Bobby Broom

Bobby Broom was born in Harlem on January 18, 1961, and raised on Manhattan’s Upper West Side. His birth name is Robert Broom, Jr. He is an American jazz guitarist, composer and educator.

Broom was playing onstage at the Billie Holiday Theatre with a group of teenage musicians in Young, Gifted, and Broke, a musical by Weldon Irvine (lyricist of the classic To Be Young, Gifted, and Black), when he was approached by Aurell Ray. Although Ray was Rollins’ guitar player at the time, he recommended Broom to the saxophonist and arranged for him to participate in a rehearsal with Rollins, bassist Bob Cranshaw, and drummer Eddie Moore.

Following the rehearsal, Rollins offered to take Broom on tour with the band. Broom declined the offer, explaining that he was still a senior in high school. “I’ll call you when I come back to New York,” Broom remembers Rollins telling him. The saxophonist did, and Broom found himself playing a one-night concert at Carnegie Hall in 1977 with Rollins, Cranshaw, Moore, Ray, pianist Mike Nock, and trumpeter Donald Byrd. Rollins called again in 1981 and took Broom on the road for six years. He rejoined Rollins in 2005 and remains a member of his group. He can be heard on the Rollins albums No Problem (Milestone, 1981), Reel Life (Milestone, 1983), Sonny, Please (Doxy, 2006), and Road Shows, vol. 1 (Doxy, 2008), plus the 2008 Doxy DVD release Sonny Rollins in Vienne.

Broom almost was the first and only guitar player ever to become a member of Art Blakey and the Jazz Messengers. He and trumpeter Wynton Marsalis had been sitting in with the drummer’s band at Mikell’s on 97th Street in New York City. Blakey asked both teenagers to join his group. Marsalis accepted. Broom passed. “I wasn’t really aware of the potential significance of my playing with Blakey,” Broom admits.

Music education also has been a constant for Broom, who earned a B.A. in music from Columbia College and an M.A. in jazz pedagogy from Northwestern University. He has taught at the University of Hartford, the American Conservatory of Music, Roosevelt University, and DePaul University. For the past decade, he has instructed music students in public high schools throughout Chicago as part of a jazz mentoring program sponsored by the Ravinia Festival Organization. One of his students from the program is now attending Juilliard. Broom, who says he “has a reputation for being strict about fundamentals,” is a sought-after private instructor.

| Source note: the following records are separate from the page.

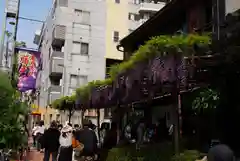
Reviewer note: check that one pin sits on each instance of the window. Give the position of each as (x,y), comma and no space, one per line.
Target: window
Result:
(76,48)
(115,36)
(58,117)
(133,16)
(80,48)
(73,80)
(107,112)
(76,80)
(135,1)
(84,48)
(83,15)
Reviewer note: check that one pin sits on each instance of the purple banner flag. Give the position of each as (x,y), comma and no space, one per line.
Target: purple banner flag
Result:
(28,66)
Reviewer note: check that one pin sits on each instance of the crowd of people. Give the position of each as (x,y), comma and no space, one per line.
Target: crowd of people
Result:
(75,143)
(68,143)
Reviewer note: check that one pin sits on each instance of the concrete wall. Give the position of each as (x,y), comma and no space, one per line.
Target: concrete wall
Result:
(117,20)
(92,65)
(232,5)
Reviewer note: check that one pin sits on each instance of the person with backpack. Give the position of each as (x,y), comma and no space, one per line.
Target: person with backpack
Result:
(51,142)
(88,138)
(65,140)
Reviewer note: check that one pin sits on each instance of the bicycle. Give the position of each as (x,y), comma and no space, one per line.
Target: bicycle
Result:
(4,156)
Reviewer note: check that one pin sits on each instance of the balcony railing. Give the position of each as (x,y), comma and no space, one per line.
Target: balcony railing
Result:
(56,66)
(58,35)
(151,6)
(54,92)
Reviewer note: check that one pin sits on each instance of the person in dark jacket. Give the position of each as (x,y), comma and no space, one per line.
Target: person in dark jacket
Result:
(51,142)
(220,152)
(111,137)
(88,138)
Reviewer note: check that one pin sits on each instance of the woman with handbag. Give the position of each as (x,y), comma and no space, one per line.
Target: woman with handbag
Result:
(65,140)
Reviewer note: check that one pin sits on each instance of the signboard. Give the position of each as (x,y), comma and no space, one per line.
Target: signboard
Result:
(12,8)
(28,67)
(232,5)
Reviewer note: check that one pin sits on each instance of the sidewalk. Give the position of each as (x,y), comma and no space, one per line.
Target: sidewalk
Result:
(34,155)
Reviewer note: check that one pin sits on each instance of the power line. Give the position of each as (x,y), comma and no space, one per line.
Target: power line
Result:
(30,19)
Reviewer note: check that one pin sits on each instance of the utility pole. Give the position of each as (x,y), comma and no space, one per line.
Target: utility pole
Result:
(14,64)
(3,33)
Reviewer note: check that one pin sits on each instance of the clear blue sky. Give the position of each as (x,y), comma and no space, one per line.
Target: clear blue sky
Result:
(34,9)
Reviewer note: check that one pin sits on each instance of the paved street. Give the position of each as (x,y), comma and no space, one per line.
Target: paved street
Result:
(34,155)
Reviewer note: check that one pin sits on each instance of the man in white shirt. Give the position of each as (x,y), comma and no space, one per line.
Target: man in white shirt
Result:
(39,134)
(34,133)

Playing with Dr. John and then with Chris Foreman in the Deep Blue Organ Trio put Broom back in touch with the blues roots of jazz that he feels he had neglected early in his career. “I kind of dismissed the blues after I became a ‘jazz student,’ thinking that it was somehow beneath jazz intellectually,”he says. “I know now that the intellect can operate within different formats and that the vocabulary of the blues is as rich and deep as a person is willing to make it. To play fluently and authentically in either style, the blues or jazz, one has to devote a precious lifetime.

“Delving into Thelonious Monk also has been a way to connect with my musical heritage,” says Broom. With Bobby Broom Plays for Monk, he, Dennis Carroll, and Kobie Watkins make that connection, providing fresh insights into Monk’s music while capturing its timeless spirit.